The bill excludes probationary employees -- those in the first 30 days of employment -- from the just-cause and progressive discipline requirements.
The relief available under the law is broad. A violation will result in (1) “reinstatement or restoration of hours of the fast food employee, unless waived by the fast food employee”; and (2) payment of the employee’s reasonable attorneys’ fees and costs. Additionally, a court may award: (1) a $500 penalty for each violation; (2) an order directing compliance with this law; (3) rescission of any discipline issued; (4) back pay for any loss of pay or benefits resulting from the wrongful discharge; (5) punitive damages; and (6) “any other equitable relief as may be appropriate.”
Predictive Scheduling
Bill 1415-A also expands NYC’s existing predictive scheduling laws for fast-food employers. It requires them to “have scheduling practices that provide each fast food employee with a regular schedule that is a predictable, regular set of recurring weekly shifts the employee will work each week” and must provide a “written copy of [the employee’s] regular schedule” before the employee’s first shift and any time the employee’s schedule is changed on an indefinite basis. Previously, fast-food employers were only required to provide employees with a good-faith estimate of hours in writing.
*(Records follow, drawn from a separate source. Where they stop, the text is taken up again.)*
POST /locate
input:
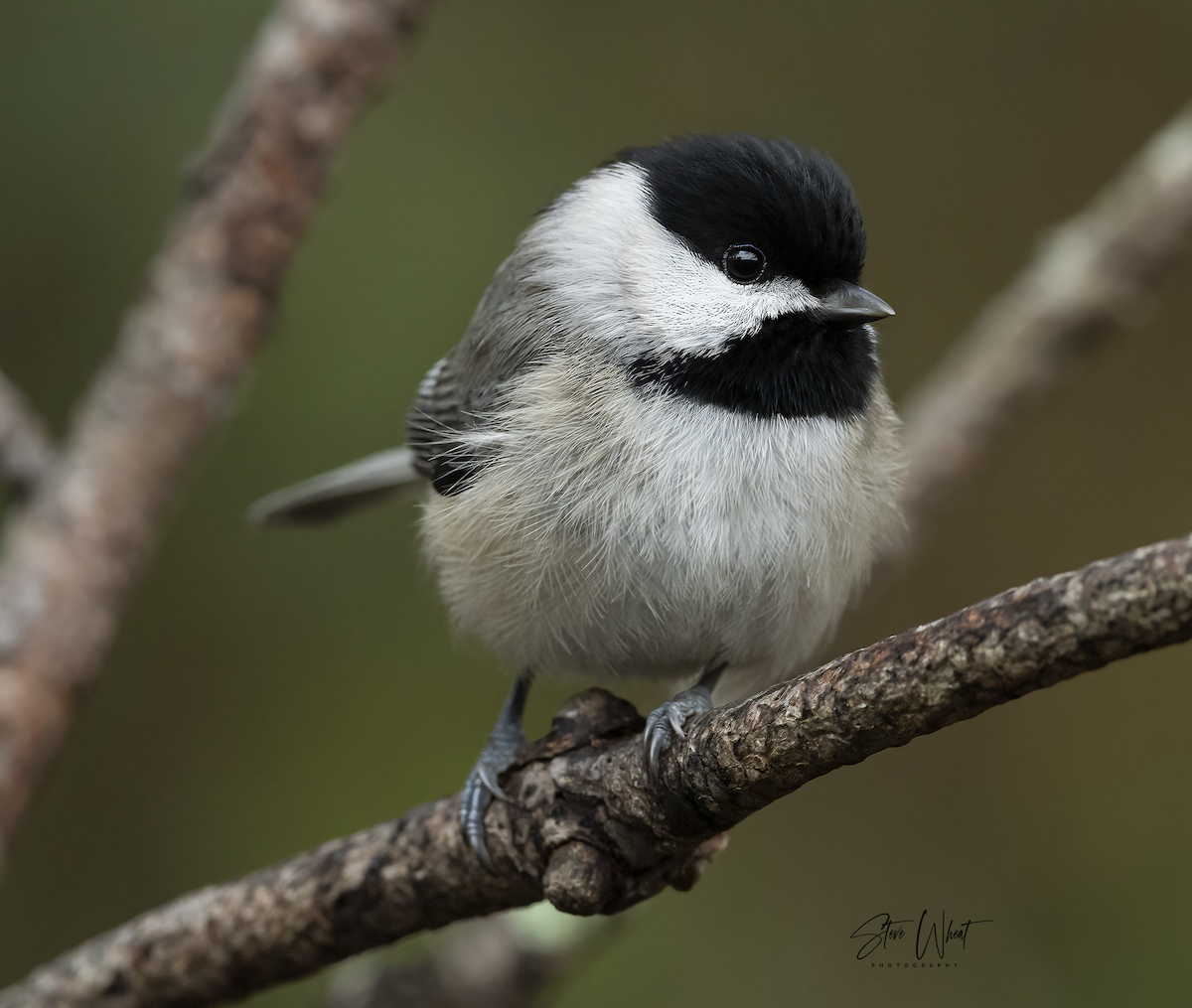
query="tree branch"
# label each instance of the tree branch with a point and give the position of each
(1095, 274)
(588, 832)
(25, 448)
(74, 553)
Moreover, the employer cannot reduce the employee’s schedule by 15% unless either: (1) the employee consents to or requests the reduction in writing; or (2) the reduction was not substantial under the just cause provisions of the law.
Bona Fide Economic Reason and Reverse Seniority
The second bill, Int. No. 1396-A, provides that a fast-food employer is permitted to terminate or substantially reduce an employee’s hours not merely for “just cause,” but also for a “bona fide economic reason,” which is defined to mean “the full or partial closing of operations or technological or organizational changes to the business in response to the reduction in volume of production, sales, or profit.” To justify the adverse action based on an economic reason, the employer’s decision must be “supported by a fast food employer’s business records showing that the closing, or technological or reorganizational changes are in response to a reduction in volume of production, sales, or profit.” If the termination is based on this bona fide economic reason, the discharge must be carried out “in reverse order of seniority” in the relevant establishment.
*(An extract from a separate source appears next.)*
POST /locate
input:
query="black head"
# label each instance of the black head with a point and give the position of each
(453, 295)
In addition, where an employer has discharged or reduced employee hours based on a bona fide economic reason, it may not hire any new employees or assign additional shifts to current employees unless and until it “make[s] reasonable efforts to offer reinstatement or restoration of hours” to any employee discharged for economic reasons within the previous twelve months.
Finally, this bill permits an employee, on or after January 1, 2022, to file an arbitration demand in lieu of a lawsuit to address an alleged wrongful discharge or reduction in hours. It provides specific requirements for the selection of an arbitrator and requires the parties to abide by the employment rules of the American Arbitration Association as well as rules to be adopted by the City’s Department of Consumer Affairs. Once an employee elects to file an arbitration demand, she will have waived her right to sue or file an administrative charge.
Broader Implications for Employers?
There is no doubt that these bills will have profound effects on the fast-food industry in New York City. A question remains whether this legislative package portends an effort by the City Council to undo at-will employment for other industries (or all industries) in NYC. In the spring of 2020, some Council members proposed legislation that would have imposed “just cause” termination requirements for all employers of essential workers (see here and here), though that package was not enacted.
We will continue to monitor developments and provide updates as appropriate.